Opened 8 years ago

Closed 8 years ago

Last modified 8 years ago

#27632 closed Bug (fixed)

Oracle backend fails to execute a query with an aggregation that contains an expression in the GROUP BY.

Reported by: Josh Smeaton Owned by: Mariusz Felisiak
Component: Database layer (models, ORM) Version: dev
Severity: Normal Keywords: oracle
Cc: josh.smeaton@…, felisiak.mariusz@…, me@… Triage Stage: Accepted
Has patch: no Needs documentation: no
Needs tests: no Patch needs improvement: no
Easy pickings: no UI/UX: no

Description

Oracle fails on queries where there is an expression containing replace parameters in the SELECT list and GROUP BY list, because the database appears to check the SELECT and GROUP BY match before doing parameter substitution.

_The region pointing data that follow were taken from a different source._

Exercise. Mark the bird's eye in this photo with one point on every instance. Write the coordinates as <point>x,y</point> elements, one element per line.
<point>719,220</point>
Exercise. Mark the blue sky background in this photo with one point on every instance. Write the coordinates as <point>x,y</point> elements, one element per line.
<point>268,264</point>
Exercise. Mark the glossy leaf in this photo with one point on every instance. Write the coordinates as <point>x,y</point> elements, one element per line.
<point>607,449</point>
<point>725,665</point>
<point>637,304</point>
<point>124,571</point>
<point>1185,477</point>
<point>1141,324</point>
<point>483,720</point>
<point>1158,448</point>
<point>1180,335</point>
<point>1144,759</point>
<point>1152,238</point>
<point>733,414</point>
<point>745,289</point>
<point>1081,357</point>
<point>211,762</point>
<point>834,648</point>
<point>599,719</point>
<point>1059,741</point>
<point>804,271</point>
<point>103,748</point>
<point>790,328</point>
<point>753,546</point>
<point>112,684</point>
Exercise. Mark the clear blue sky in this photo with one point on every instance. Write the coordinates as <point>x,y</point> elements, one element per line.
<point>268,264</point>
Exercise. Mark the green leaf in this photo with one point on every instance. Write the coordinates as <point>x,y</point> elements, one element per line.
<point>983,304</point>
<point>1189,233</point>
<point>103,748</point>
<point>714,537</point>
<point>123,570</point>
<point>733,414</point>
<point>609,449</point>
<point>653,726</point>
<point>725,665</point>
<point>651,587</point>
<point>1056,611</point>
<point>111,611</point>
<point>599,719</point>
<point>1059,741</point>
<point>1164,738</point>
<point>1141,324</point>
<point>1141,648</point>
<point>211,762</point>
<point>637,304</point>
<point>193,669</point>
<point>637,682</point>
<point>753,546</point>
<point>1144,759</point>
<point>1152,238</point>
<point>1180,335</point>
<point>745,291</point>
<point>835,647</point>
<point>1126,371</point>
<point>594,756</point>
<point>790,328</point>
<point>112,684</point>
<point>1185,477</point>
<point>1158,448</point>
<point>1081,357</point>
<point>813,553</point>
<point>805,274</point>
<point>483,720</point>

Parameters in cx_Oracle follow the form :arg0 and :arg1 or named as :price and :discount. Since the arguments in the SELECT and GROUP BY have a different argument number, the database rejects the query with the following error:

*** django.db.utils.DatabaseError: ORA-00979: not a GROUP BY expression

Failing test for aggregation_regress:

Book.objects.annotate(
    discount_price=F('price') * 0.75
).values(
    'discount_price'
).annotate(sum_discount=Sum('price'))

SQL and parameters:

'SELECT 
("AGGREGATION_REGRESS_BOOK"."PRICE" * :arg0) AS "DISCOUNT_PRICE", 
SUM("AGGREGATION_REGRESS_BOOK"."PRICE") AS "SUM_DISCOUNT" 
FROM "AGGREGATION_REGRESS_BOOK" 
GROUP BY ("AGGREGATION_REGRESS_BOOK"."PRICE" * :arg1), 
"AGGREGATION_REGRESS_BOOK"."NAME" 
ORDER BY "AGGREGATION_REGRESS_BOOK"."NAME" ASC' 

args: (0.75, 0.75)

Django can't really do a whole lot here without changing parameter substitution to use named arguments, or by somehow keeping track of what parameter positions are bound to which expression, and reusing the argument names when the Oracle backend replaces the "%s" placeholders with the ":argN" format that cx_Oracle requires. In either case, it'd involve a very large refactoring, and even then I'm not sure how feasible it would be.

I *think* this is a problem that should be solved by Oracle. If anyone is able to find any references to this bug in Oracle documentation or systems I'd love to see it. As I don't work for a company using Oracle anymore, I'm not able to utilise support to investigate further.

Attachments (1)

test_annotation_with_value.diff (961 bytes ) - added by Mariusz Felisiak 8 years ago.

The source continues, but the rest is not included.